Late last year, the Advanced Authoring Format (AAF) Association sponsored a day-long event for post-production staff, broadcasters, programmers, tech-heads, and anyone else interested in learning more about the AAF. The program began with an overview of AAF and the AAF Association and then delved into more technical information, which included AAF use cases, real-world demos of the format in action, and technically oriented breakout sessions.

What is AAF? It is essentially a file interchange format specifically designed to move pictures, sound, and metadata from one system to another in a post-production environment. It basically “wraps” your media—including both light and dark metadata—in a format that AAF-supported products are guaranteed to understand.

Because AAF is an open-source initiative, no single company owns it.
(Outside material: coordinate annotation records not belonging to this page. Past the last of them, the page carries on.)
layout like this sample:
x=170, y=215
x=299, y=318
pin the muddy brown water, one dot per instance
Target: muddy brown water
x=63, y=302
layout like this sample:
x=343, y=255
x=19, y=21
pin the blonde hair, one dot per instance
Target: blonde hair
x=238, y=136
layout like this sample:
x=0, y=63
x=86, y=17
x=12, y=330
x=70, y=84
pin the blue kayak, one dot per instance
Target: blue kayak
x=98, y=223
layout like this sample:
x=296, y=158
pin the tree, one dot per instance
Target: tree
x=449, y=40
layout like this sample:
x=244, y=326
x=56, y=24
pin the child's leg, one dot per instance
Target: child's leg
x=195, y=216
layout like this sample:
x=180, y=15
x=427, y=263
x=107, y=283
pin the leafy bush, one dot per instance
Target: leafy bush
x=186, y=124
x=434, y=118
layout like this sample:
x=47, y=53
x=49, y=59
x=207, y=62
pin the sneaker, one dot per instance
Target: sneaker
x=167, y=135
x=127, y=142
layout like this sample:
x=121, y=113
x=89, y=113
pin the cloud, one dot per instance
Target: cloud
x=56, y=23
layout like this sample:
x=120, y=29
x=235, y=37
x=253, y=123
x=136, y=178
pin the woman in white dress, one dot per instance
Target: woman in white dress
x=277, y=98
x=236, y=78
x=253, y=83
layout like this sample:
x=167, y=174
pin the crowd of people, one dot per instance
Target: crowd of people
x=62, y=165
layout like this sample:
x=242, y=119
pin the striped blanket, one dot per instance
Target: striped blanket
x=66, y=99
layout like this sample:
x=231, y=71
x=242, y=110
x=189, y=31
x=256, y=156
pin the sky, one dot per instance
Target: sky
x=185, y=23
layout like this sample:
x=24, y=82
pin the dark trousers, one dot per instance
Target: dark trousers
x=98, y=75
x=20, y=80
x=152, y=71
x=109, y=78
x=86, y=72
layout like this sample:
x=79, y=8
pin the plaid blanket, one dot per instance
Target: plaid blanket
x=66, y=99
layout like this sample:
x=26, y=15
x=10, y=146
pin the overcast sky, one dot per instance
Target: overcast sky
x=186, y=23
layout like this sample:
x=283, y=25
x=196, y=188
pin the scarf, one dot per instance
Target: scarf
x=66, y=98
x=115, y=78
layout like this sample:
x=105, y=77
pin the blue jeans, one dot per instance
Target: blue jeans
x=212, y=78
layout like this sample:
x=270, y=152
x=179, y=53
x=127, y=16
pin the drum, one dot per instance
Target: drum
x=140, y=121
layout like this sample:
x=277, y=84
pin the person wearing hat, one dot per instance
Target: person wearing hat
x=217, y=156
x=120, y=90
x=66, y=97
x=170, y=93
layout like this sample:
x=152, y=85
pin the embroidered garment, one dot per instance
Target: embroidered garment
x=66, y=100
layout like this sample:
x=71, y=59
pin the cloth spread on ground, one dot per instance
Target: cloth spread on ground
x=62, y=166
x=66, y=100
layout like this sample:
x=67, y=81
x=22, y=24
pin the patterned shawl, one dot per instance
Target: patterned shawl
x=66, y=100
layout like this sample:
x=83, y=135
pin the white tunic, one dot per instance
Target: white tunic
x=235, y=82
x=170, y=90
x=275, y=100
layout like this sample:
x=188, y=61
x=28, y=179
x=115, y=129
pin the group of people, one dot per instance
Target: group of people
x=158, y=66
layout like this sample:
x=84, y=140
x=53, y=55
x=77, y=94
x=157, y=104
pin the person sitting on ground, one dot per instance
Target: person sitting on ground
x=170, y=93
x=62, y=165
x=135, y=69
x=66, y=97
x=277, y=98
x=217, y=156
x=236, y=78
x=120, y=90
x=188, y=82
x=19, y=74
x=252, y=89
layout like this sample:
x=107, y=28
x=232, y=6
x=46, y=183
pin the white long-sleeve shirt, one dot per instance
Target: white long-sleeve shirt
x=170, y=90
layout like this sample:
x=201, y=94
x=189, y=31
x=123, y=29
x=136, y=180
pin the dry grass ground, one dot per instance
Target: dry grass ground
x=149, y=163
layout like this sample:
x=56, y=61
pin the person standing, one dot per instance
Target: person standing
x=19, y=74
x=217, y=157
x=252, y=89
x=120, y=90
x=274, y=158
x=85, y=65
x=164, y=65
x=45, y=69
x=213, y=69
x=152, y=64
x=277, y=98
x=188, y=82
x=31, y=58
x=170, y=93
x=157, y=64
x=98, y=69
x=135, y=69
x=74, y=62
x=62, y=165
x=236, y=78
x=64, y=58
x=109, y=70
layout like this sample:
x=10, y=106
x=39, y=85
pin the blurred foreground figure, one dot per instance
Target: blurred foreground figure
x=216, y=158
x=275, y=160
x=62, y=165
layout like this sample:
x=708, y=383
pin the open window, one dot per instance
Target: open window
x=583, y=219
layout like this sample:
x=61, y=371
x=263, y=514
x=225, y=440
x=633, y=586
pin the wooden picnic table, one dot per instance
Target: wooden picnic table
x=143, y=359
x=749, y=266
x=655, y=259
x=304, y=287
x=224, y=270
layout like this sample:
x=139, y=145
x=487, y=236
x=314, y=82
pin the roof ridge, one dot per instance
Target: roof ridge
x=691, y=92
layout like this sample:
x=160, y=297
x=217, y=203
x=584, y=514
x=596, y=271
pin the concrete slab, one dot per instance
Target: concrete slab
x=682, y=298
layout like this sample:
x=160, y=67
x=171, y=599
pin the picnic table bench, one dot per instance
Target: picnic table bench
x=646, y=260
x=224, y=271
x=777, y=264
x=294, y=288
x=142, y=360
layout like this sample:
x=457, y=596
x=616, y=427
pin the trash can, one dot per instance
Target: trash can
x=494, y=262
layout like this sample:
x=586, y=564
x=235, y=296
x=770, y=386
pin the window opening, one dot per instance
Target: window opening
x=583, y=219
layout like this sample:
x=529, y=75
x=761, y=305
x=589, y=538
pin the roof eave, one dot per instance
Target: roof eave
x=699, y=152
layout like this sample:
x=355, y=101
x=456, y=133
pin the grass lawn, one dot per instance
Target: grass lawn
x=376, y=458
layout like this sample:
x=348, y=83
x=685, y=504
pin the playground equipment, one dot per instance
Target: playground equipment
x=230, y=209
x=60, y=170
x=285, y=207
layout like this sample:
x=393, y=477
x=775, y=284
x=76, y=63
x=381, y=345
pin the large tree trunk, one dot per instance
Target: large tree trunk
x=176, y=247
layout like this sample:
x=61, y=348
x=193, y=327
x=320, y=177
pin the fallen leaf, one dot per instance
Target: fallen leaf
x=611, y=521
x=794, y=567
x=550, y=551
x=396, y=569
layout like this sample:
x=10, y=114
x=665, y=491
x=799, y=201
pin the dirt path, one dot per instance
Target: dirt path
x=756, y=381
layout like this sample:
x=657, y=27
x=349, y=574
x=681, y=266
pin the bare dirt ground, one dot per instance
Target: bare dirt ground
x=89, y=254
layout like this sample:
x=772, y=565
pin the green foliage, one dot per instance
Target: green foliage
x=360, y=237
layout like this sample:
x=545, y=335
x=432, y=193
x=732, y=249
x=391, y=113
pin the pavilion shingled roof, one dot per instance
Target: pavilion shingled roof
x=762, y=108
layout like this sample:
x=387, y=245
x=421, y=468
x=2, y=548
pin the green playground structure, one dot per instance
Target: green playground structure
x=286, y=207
It is already standardized in the SMPTE dictionary. It is free, allowing manufacturers to develop products that include AAF and charge money for them. Structured Storage comes free with Windows for both the Mac and Intel platforms. There are also free implementations of Structured Storage available for Linux and IRIX, and other implementations are under development within the association.

For the initial development of AAF, Avid contributed most of the code, Microsoft the structured storage specifications, and Quantel the AAF-to-EDL converter. Pinnacle Systems, along with AOL Time Warner, is working on an XML representation of AAF metadata. Today, numerous companies, including Discreet, Panasonic, BBC Technology, Microsoft, Sony, and Apple are developing products that support AAF.